A Study by Vern Paxson
The purpose of this paper is to provide a summary of the article "End-to-End Routing Behavior in The Internet" by Vern Paxson, Ph.D of the Lawrence Berkley National Laboratory, (LBNL) University of California, Berkley. In the subject article Paxson presents his analysis of Internet routing behavior, which he derived from a study of repeated "traceroute" measurements that he conducted between Internet sites from 37 different locations around the world. Paxson uses the behaviors that he observed in 40,000 individual "end-to-end" Internet routing measurements to characterize the routing behavior in three main areas of interest. The first of these is routing pathological conditions. Paxson presents measured data on Internet routing loops, errors, oscillations, and outages to support his finding that the probability of encountering a major routing pathology more than doubled from the end of 1994 to the end of 1995. The second area of interest is routing stability. Paxson uses repeated measurements between pairs of Internet sites to demonstrate the frequency with which certain routes changed over time. The third area of interest is routing symmetry. Paxson presents data to illustrate how the path of the routed message (from end A to end B) is affected by routing direction (A=>B, or B=>A). Paxson relies on statistical analysis of his measurement data to support his findings and provides discussion as to their meanings.

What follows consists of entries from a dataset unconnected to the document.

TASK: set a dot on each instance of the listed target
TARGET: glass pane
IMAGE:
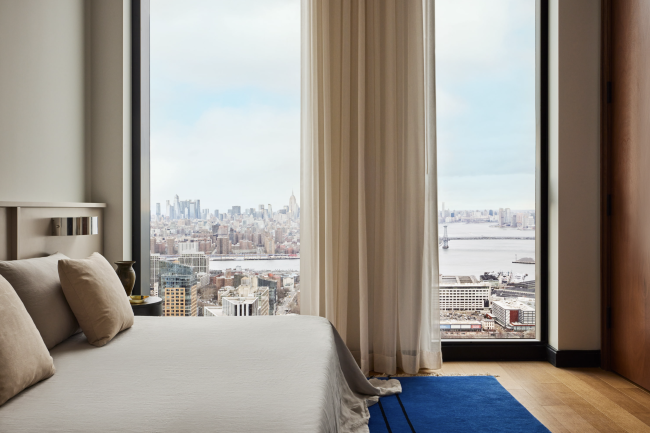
(485, 77)
(225, 157)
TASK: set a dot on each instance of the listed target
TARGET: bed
(174, 374)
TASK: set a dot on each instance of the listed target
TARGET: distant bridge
(481, 238)
(444, 240)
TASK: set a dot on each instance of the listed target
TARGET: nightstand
(152, 306)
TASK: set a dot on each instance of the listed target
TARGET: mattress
(217, 374)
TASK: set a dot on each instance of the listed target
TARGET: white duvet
(200, 374)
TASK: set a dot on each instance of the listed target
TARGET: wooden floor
(569, 400)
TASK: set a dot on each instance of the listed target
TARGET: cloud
(225, 101)
(219, 45)
(245, 157)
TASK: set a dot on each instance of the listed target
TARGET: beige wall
(109, 120)
(42, 143)
(65, 105)
(574, 202)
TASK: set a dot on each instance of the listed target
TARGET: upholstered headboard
(26, 230)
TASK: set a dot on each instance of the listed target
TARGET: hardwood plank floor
(569, 400)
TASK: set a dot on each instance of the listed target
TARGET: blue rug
(452, 405)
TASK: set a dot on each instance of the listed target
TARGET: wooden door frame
(605, 181)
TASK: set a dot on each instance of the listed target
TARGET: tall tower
(294, 209)
(445, 240)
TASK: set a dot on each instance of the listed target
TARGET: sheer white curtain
(369, 251)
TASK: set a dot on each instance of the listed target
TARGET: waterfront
(285, 265)
(474, 257)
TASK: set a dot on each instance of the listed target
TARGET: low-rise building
(463, 293)
(511, 313)
(461, 325)
(240, 306)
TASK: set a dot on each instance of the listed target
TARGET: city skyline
(221, 123)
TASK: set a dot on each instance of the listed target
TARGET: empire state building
(294, 209)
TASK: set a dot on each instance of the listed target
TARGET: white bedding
(178, 374)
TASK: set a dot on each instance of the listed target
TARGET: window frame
(475, 350)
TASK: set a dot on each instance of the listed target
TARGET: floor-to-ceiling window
(486, 117)
(225, 166)
(225, 156)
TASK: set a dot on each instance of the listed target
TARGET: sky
(225, 102)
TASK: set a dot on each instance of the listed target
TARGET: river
(462, 257)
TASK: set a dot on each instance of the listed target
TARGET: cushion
(36, 282)
(24, 359)
(96, 297)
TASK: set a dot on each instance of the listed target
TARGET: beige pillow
(36, 281)
(24, 359)
(96, 297)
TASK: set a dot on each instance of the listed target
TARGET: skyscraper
(294, 209)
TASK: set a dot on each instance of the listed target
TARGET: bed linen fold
(226, 374)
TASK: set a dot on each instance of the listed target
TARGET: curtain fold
(369, 250)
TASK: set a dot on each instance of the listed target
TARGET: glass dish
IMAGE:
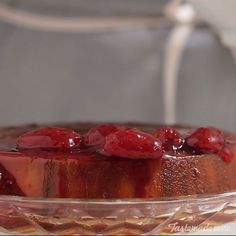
(22, 215)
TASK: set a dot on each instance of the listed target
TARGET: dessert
(115, 161)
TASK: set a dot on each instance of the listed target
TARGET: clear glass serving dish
(22, 215)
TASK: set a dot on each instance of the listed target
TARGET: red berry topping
(49, 138)
(226, 153)
(207, 139)
(96, 136)
(170, 138)
(132, 143)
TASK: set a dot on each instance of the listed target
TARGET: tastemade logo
(176, 228)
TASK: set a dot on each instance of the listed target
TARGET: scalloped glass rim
(154, 216)
(163, 200)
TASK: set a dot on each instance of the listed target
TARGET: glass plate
(23, 215)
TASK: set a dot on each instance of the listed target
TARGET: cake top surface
(135, 141)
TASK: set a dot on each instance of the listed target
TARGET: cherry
(132, 143)
(226, 153)
(208, 139)
(96, 136)
(49, 138)
(170, 138)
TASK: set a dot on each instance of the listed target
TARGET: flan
(88, 172)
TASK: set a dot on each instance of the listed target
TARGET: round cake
(115, 161)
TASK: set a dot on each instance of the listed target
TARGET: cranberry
(49, 138)
(170, 138)
(132, 143)
(208, 139)
(226, 153)
(96, 136)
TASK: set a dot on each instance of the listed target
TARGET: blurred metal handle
(73, 24)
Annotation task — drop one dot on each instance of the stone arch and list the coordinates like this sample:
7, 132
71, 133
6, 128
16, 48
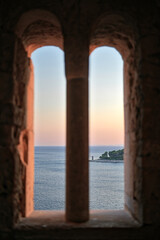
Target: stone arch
39, 28
119, 31
34, 29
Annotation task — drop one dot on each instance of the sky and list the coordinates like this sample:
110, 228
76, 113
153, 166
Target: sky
106, 121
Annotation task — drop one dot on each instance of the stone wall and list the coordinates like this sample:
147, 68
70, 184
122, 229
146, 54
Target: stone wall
78, 27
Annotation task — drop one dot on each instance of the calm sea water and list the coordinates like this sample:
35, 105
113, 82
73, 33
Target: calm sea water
106, 179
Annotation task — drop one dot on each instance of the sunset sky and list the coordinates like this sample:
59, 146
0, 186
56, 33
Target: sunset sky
105, 97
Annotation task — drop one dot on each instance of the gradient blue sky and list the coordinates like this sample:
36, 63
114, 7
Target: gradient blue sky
106, 124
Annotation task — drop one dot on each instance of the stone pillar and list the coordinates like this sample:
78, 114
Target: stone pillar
76, 59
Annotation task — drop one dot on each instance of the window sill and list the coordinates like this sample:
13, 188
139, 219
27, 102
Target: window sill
46, 224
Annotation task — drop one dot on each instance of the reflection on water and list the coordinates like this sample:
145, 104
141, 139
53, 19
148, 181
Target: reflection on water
106, 180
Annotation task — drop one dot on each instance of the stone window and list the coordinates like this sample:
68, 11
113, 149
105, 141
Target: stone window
133, 29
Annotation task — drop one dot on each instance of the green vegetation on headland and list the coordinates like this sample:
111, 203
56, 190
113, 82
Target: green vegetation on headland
113, 155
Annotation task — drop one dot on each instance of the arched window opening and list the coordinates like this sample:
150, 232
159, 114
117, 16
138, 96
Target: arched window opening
49, 128
106, 127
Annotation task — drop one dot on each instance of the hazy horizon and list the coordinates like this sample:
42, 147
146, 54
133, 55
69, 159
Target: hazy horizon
106, 124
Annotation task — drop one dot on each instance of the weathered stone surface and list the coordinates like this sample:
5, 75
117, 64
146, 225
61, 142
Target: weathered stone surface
132, 27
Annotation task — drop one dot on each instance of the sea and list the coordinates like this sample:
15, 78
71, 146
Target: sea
106, 181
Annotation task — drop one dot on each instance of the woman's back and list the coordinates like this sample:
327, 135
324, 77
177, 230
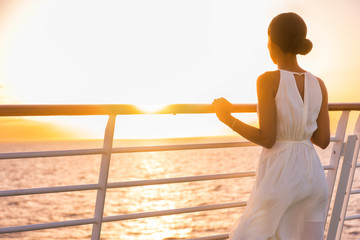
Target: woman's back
297, 114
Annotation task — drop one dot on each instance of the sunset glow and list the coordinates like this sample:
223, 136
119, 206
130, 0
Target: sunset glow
154, 53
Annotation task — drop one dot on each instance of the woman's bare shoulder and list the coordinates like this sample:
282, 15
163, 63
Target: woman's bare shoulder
269, 80
322, 86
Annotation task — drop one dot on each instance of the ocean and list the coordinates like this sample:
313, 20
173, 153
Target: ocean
61, 171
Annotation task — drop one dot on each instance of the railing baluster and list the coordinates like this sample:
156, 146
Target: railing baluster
103, 177
348, 191
336, 154
341, 191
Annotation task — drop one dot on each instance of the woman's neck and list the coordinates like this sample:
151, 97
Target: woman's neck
289, 62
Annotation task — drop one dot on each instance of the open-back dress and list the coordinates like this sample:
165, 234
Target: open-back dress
289, 198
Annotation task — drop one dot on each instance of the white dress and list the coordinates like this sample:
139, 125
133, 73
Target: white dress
289, 198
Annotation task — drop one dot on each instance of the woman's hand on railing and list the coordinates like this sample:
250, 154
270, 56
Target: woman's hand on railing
223, 109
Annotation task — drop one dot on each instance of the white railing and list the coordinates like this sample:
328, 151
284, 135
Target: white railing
348, 150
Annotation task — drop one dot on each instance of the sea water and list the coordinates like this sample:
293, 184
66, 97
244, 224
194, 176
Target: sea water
62, 171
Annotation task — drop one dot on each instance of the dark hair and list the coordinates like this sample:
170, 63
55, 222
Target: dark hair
288, 31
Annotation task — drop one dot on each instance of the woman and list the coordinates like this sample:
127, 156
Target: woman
289, 198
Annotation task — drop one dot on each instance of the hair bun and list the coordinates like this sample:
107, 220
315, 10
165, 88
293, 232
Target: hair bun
304, 46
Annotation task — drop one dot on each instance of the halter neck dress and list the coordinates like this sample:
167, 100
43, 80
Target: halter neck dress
291, 189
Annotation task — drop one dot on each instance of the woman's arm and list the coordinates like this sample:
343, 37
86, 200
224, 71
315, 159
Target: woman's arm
321, 136
265, 135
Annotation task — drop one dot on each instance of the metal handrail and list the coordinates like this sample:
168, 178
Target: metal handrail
126, 109
121, 109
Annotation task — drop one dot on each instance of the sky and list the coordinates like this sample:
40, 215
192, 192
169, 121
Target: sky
154, 53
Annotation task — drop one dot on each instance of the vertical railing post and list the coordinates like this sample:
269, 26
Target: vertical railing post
336, 154
103, 177
341, 190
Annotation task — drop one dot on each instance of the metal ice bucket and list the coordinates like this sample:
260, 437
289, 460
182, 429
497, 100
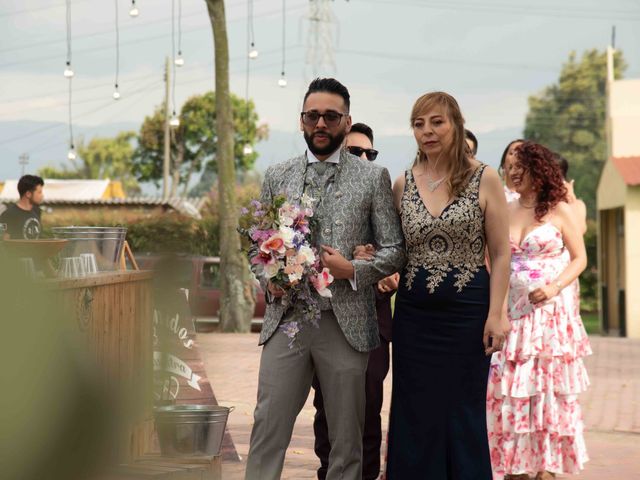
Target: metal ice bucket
105, 243
191, 430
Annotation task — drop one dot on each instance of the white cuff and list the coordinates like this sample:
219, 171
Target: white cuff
352, 281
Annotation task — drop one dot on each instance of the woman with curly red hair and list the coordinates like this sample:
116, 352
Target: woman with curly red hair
533, 415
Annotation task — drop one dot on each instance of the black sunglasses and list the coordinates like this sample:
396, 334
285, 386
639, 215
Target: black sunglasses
331, 118
358, 151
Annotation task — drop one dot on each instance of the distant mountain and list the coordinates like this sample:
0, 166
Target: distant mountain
47, 143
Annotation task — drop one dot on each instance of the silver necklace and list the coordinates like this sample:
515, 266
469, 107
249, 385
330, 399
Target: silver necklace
432, 185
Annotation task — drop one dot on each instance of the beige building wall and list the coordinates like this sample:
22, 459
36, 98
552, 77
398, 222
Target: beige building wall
612, 190
624, 109
632, 264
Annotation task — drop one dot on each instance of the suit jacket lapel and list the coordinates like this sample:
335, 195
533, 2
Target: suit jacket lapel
296, 180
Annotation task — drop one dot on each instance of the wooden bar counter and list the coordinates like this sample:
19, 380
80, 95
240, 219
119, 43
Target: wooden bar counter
113, 312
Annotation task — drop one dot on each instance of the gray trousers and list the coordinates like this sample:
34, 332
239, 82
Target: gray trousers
283, 387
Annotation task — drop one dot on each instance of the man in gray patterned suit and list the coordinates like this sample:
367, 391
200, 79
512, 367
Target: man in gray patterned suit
353, 207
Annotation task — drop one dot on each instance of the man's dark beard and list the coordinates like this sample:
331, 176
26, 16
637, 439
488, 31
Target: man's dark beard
334, 143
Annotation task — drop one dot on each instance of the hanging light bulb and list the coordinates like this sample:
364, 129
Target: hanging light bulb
253, 53
68, 71
283, 81
179, 61
134, 12
175, 121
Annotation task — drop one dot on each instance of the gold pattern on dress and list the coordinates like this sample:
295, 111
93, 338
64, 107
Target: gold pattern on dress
453, 240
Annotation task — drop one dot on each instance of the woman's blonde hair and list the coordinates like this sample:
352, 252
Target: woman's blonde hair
458, 151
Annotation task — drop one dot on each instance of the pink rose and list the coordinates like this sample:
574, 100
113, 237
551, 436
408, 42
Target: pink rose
322, 281
274, 244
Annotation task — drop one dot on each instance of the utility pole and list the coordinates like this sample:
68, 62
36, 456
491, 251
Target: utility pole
24, 161
167, 135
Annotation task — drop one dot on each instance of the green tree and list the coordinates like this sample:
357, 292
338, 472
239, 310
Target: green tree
569, 117
194, 143
101, 158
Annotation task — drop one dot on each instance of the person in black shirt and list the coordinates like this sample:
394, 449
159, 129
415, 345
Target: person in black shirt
23, 218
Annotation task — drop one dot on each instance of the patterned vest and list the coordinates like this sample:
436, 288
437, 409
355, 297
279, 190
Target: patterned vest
318, 184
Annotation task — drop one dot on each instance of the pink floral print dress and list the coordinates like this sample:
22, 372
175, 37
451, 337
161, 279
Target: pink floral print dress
534, 419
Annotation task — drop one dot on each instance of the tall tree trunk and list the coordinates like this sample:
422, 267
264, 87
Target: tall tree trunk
237, 301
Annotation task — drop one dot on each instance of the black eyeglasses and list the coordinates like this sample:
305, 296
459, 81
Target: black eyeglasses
358, 151
331, 118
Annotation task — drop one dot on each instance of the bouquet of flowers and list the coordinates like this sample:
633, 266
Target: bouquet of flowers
278, 240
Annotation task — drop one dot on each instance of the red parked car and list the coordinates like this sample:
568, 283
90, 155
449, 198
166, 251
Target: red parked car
201, 275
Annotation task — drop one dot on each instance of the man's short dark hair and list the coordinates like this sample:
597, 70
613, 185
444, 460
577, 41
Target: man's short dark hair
329, 85
562, 163
469, 134
28, 183
363, 129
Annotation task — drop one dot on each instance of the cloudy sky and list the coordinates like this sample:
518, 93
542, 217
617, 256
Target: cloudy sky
491, 55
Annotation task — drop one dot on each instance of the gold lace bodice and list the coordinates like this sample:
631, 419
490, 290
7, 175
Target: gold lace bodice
455, 240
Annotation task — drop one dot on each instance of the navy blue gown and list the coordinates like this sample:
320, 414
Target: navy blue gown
438, 427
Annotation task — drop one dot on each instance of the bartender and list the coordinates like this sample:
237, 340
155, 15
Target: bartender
23, 217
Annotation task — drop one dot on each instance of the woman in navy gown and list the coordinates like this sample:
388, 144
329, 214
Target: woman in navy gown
449, 311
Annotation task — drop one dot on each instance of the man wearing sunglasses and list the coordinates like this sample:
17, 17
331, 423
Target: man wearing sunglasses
359, 142
352, 206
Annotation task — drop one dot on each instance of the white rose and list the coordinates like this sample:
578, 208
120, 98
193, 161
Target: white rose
306, 255
287, 234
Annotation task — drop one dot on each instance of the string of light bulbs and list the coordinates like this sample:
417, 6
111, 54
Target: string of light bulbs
179, 61
282, 82
133, 11
247, 149
68, 73
174, 121
116, 92
253, 52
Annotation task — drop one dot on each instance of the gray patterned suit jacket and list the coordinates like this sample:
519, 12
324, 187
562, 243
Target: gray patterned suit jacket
360, 211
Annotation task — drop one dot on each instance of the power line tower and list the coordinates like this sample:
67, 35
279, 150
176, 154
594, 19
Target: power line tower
23, 160
321, 39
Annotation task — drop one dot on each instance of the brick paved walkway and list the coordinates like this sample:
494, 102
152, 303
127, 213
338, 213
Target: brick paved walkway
611, 406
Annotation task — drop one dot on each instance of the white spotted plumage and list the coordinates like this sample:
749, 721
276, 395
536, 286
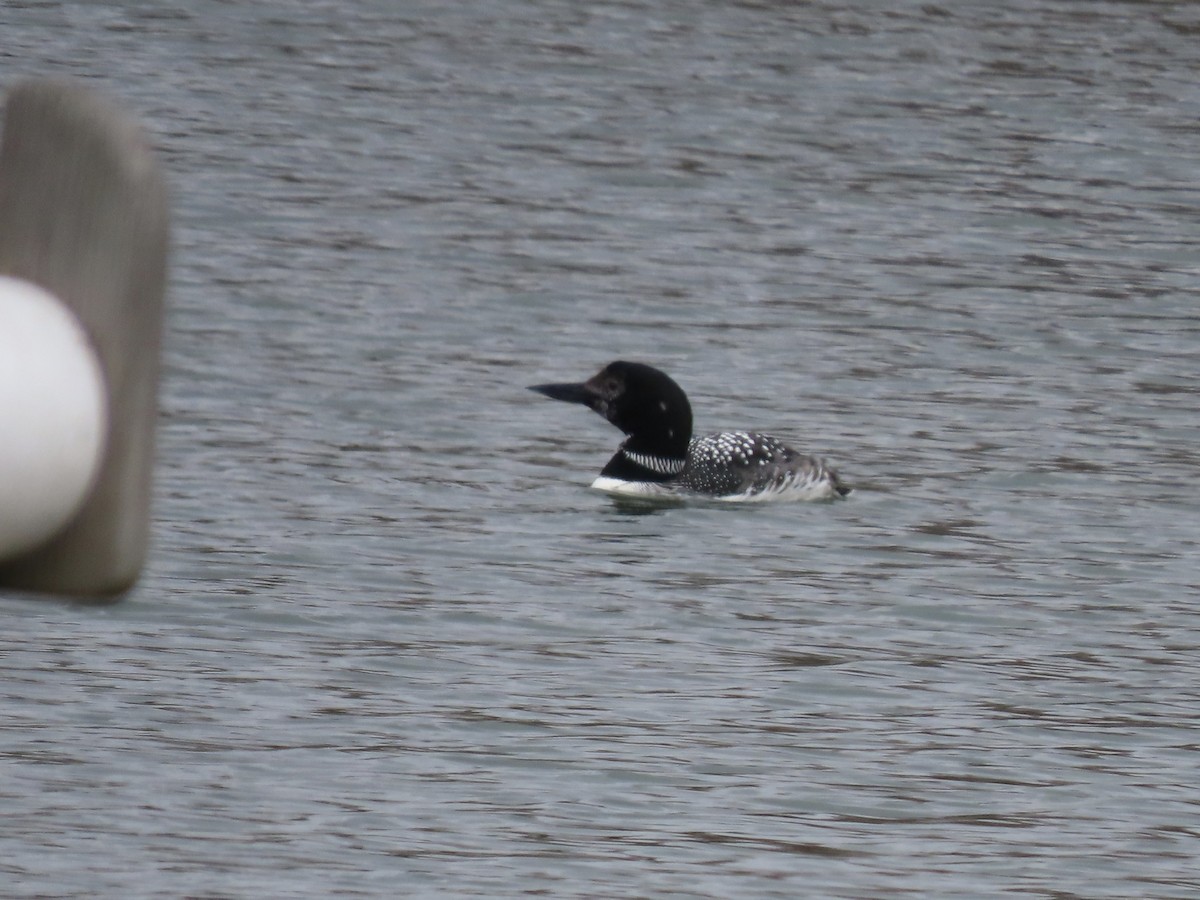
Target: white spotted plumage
660, 457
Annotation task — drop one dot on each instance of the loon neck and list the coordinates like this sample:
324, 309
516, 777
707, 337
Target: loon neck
633, 466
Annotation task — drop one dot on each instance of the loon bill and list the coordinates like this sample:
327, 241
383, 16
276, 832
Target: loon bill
661, 457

The report begins with a discussion on related research that was performed and documented prior to the start of Paxson’s own research. Paxson states that most of the previous routing related research was focused on the design and function of routing algorithms and protocols. He points out that few of the previously preformed studies provided any focus on routing performance. Those studies that did address performance lacked the kind of quantitative analysis that he performed. One previous study that Paxson discusses as having relevance to his own work is one conducted by B. Chinoy in 1992, on the performance analysis of routing information on the NSFNET. Chinoys study focused on how information was routed inside the network. Chinoy found that the changes in network routing activity were concentrated at the edges of the network rather than along its back-bone. Chinoy suggested that further study should be conducted to analyze the "end-to-end" dynamics of routing information across networks. Paxson undoubtedly drew inspiration for his study from Chinoy’s study. At several points throughout his article Paxson points to the findings of Chinoy and some others to support his own findings and conclusions.
Problem
The Internet is a system of interconnected computer networks, or autonomous systems (AS) which use a Boarder Gateway Protocol (GBP) to exchange routing information with one another. Each AS is a network or group of networks that is controlled by a single administrative entity (a business entity, a university, etc.). Instabilities within the AS's and in their exchange of routing information can sometimes have a drastic effect on the behavior of "end-to-end" message routing process. The purpose of Paxson's study was to identify patterns in the behavior of this routing so that we can understand the nature of the routing behavior. Understanding the behavior of a system is an important step toward improving it.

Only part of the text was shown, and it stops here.